The Allen family is led by an artistic matriarch who carefully orchestrated a harmonious yet unexpected color scheme for her Autumnal family photo. While she is collegiately papered in chromatic proficiency, the rest of us can benefit from a crash course in color theory.
First the Color Wheel
Our primary colors, as learned in our elementary education, are red, yellow, and blue. Every other color on the wheel is born from a combination of these hues.
The first generation of genesis are secondary colors. When two primary colors are combined, a secondary color dawns. The next lineage of colors is tertiary, created by mixing a primary and secondary color.
Finally, it is relevant to register the left side of the wheel as cool and the right side of the wheel as warm.
Now, on to our harmonies:
In the preceding specimen, the entire ensemble sprouts from the same red-violet base. Monochromatic harmonies are clean and elegant. To keep them interesting combine textures as well as tints (hues created by adding white), shades (hues created by adding black), and tones (hues created by adding gray). For example, combining the opulent velvet magenta shade with the gauzy rose tint.
The pointed pair above illustrates a soothing analogous color harmony. The scheme shares a common violet core but introduces variation by mixing more blue on one side and red on the other. Not only does this combination cross hues, but it also bridges the warm/cool boundary which further enriches the effect.

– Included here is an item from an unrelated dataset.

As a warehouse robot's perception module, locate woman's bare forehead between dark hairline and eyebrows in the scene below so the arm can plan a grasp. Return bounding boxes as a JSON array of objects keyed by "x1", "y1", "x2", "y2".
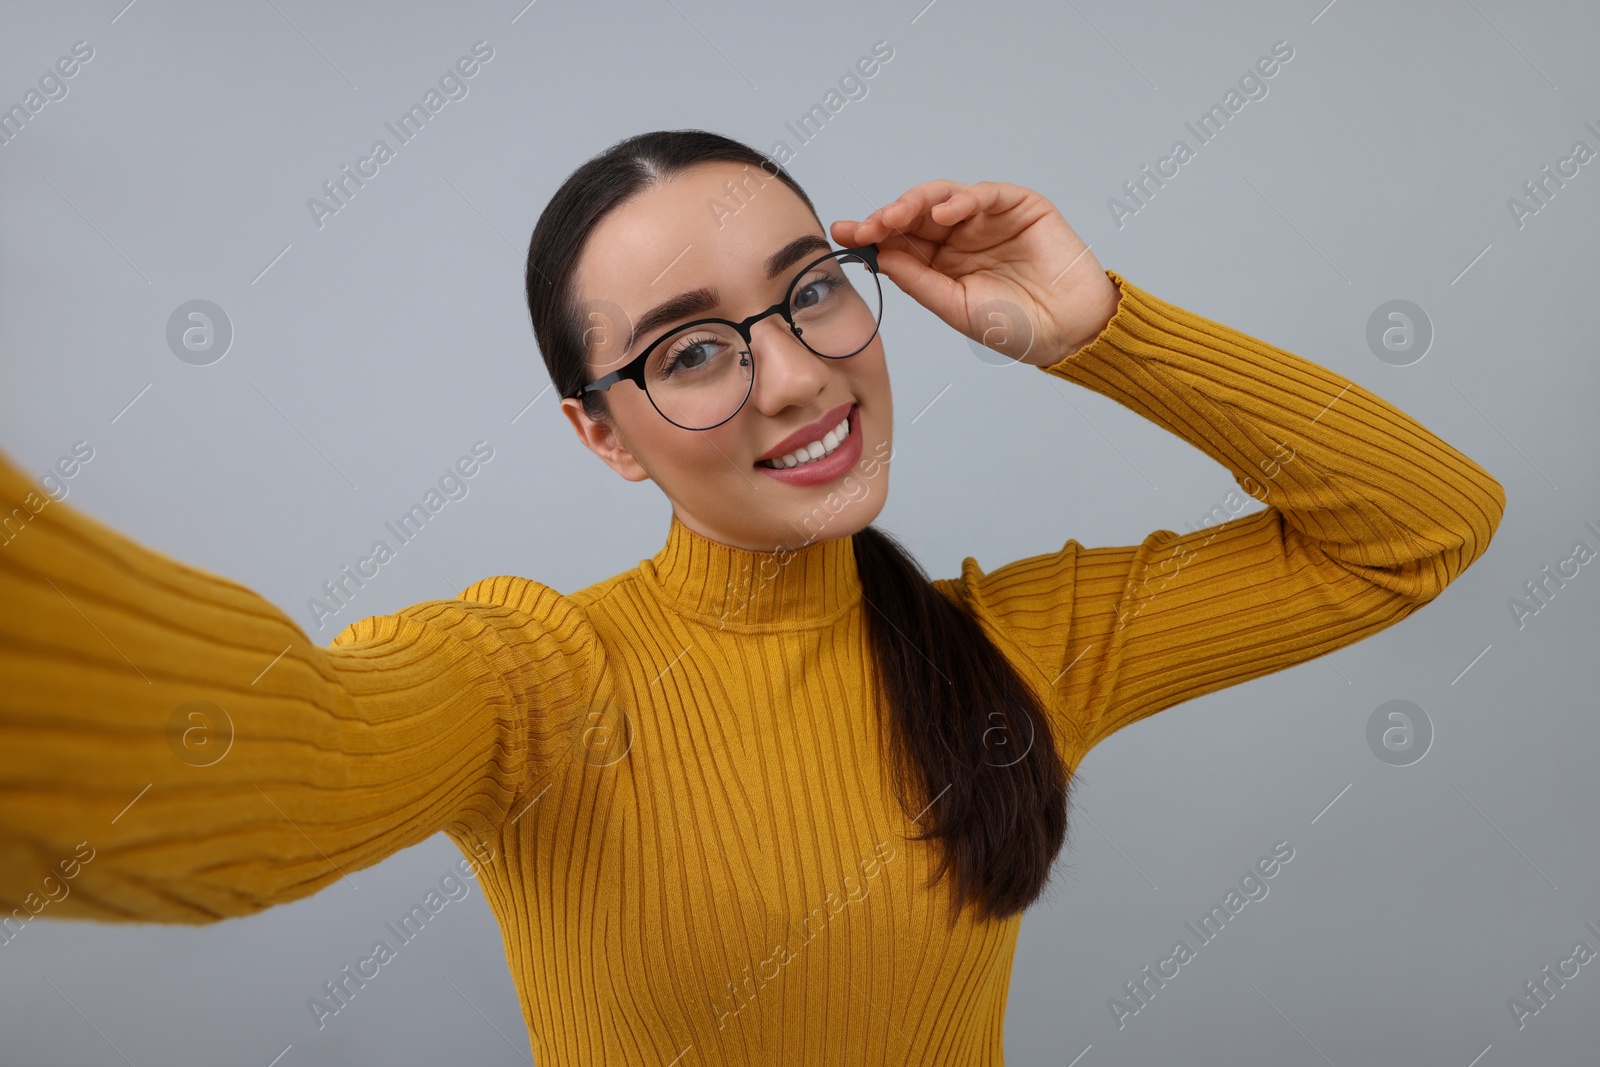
[{"x1": 573, "y1": 162, "x2": 822, "y2": 317}]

This intrinsically attention absorbing harmony adds natural vibrancy. When used judiciously it can add energy and interest. Desaturating one component (the blue in this sample) allows the opposing golden orange to dominate and shine. Using tints, shades, and tones as well as secondary and tertiary color combinations also keeps the scheme from appearing trite (ie a primary red again a secondary green Christmas combination).

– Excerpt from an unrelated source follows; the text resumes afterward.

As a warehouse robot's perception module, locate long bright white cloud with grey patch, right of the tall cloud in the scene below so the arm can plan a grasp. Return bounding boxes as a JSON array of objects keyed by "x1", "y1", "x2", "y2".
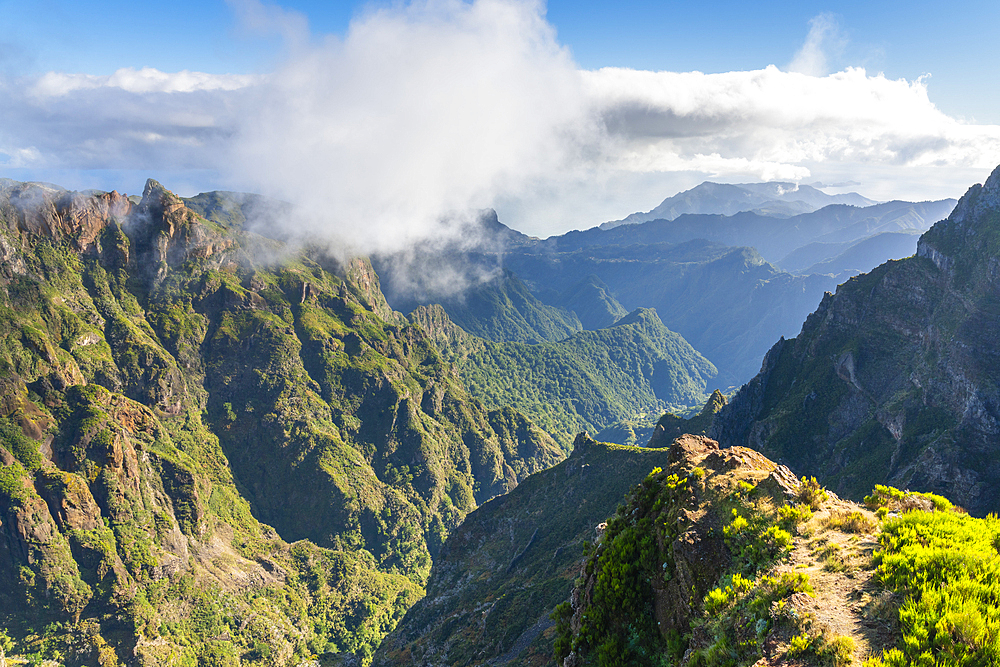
[{"x1": 583, "y1": 66, "x2": 1000, "y2": 172}]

The harmony visualized in the foreground of the image (left-front daughter in blue-violet + right-front baby in red-orange + emerald green grass) provides high contrast without the strong tension of a straight complementary scheme.
And let’s just acknowledge here and now for all you smarty britches, that this citation is not a perfect split complementary. The color compound should include red-violet instead of true violet, but I like it and as the owner/writer of this blog, I say, “close enough.”)

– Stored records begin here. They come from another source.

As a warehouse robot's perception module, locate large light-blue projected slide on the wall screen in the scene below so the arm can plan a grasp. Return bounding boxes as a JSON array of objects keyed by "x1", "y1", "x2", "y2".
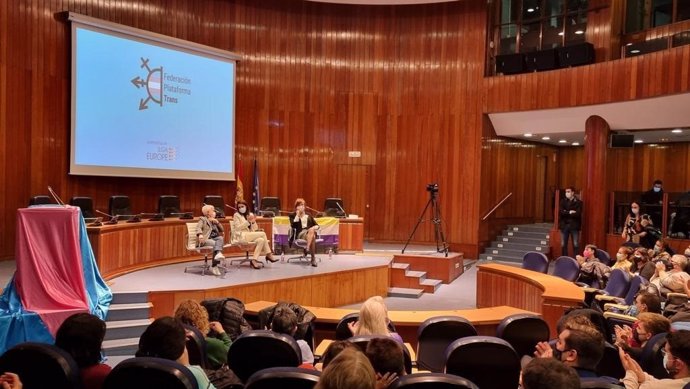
[{"x1": 70, "y1": 25, "x2": 235, "y2": 180}]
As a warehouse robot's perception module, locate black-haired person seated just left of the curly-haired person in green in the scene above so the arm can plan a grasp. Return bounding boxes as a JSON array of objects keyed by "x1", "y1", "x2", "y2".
[{"x1": 136, "y1": 316, "x2": 216, "y2": 389}]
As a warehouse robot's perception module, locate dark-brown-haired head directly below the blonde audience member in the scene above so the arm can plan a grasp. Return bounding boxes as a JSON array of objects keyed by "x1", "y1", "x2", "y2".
[{"x1": 365, "y1": 337, "x2": 405, "y2": 388}]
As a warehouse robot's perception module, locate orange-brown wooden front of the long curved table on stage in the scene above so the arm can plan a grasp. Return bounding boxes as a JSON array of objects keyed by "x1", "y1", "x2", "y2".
[{"x1": 87, "y1": 217, "x2": 364, "y2": 279}]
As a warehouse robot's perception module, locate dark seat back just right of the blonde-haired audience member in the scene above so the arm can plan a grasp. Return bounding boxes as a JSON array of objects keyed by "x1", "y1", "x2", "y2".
[{"x1": 417, "y1": 316, "x2": 477, "y2": 373}]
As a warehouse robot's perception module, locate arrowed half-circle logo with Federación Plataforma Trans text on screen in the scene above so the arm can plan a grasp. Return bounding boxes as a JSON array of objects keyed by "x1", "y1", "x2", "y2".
[{"x1": 131, "y1": 57, "x2": 192, "y2": 111}]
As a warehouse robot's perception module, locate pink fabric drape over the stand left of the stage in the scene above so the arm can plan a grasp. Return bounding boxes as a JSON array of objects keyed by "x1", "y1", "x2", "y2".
[{"x1": 15, "y1": 207, "x2": 89, "y2": 336}]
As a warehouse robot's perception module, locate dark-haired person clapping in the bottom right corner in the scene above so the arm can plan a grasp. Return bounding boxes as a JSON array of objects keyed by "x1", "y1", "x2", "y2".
[{"x1": 619, "y1": 330, "x2": 690, "y2": 389}]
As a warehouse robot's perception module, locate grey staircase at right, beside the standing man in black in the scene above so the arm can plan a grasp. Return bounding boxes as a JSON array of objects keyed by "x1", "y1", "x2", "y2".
[{"x1": 479, "y1": 223, "x2": 553, "y2": 263}]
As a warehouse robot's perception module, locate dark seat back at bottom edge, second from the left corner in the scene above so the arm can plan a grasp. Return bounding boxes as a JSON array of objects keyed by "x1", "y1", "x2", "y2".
[{"x1": 103, "y1": 357, "x2": 198, "y2": 389}]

This harmony illustrated by the upper tier of image representatives (son in blue green scarf and yellow-orange plaid + daughter in red-violet jacket) offers rich contrast while retaining optical balance. The trio is not as visually demanding as the complementary scheme, but it shines in balance and interest.
The dominant colors within the image form a harmonious tetrad. The varying shades of red violet shine against the yellow-green grass. The blues and oranges conflict just enough to create dynamic interest. And as a whole they balance each other beautifully.